Yesterday’s Times had funny signs from all over in a kind of English we find laughable (as if we could speak a single word of Mandarin, say. ) They remind me of my favorite sign from a hotel in Yugoslavia: “The flattening of underwear with pleasure is the job of the chambermaid.”

I know I still savor the memory of a Thai restaurant  menu I saw once, with entrées of a most exotic kind: ‘Hearty Sweethearts’ (for when your girlfriend starts to really get on your nerves?) or ‘Spicy Friend’ (for when a former pal does something unforgivable and you have to put him in the wood-chipper like in that movie Fargo?) They had a  dish called ‘Excited Chicken’ and one called ‘Dancing Duck’ along with the cheerleading favorite ‘Pacific All the Way!’ (exclamation point right there on the menu.)  We laugh but could we do better?

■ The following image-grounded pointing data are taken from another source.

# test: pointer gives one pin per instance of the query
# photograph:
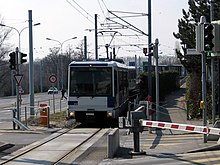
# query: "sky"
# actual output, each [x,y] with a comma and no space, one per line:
[62,20]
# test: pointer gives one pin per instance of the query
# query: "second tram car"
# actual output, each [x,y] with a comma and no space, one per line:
[97,90]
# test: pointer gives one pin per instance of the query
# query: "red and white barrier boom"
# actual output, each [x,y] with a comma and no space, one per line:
[181,127]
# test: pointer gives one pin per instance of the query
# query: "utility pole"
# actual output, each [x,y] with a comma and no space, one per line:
[149,54]
[212,18]
[157,79]
[203,54]
[96,37]
[31,72]
[17,87]
[85,47]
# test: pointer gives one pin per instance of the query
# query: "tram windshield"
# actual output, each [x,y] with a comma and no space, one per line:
[90,81]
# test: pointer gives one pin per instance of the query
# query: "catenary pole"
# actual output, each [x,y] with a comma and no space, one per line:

Even I can’t get the English right, when it comes to texting. My thumbs get pretty excited themselves and land on the wrong keys. Add in predictive spelling and I’m  in real trouble.  I was texting a young person the other day who I was supposed to bring to the doctor; hoping he might be waiting outside for me, I thought I’d quick punched in “I’m coming” – only what I ended up sending thanks to the help of Blackberry’s Predictive Spelling feature  was “I’m vomiting.” (“Are you all right?” came his reply.)

When my last child still lived at home, his two older sisters having left the nest, I guess you could say the IQ level  in the house kind of dropped in the sense that the two of us seemed to find everything  funny. He was in middle school when we saw The Fabulous Decomposing Ball which you could buy for a quarter from one of these little vending machines at the front of the supermarket. We bought one and unfolded the instructions that came with it: (1) Hold in Hand,  it said. (2) Drop to Floor. (3) Have Fun Decomposing…. And I don’t know about my age-immune young pup of a son but I’ve been doing just that ever since.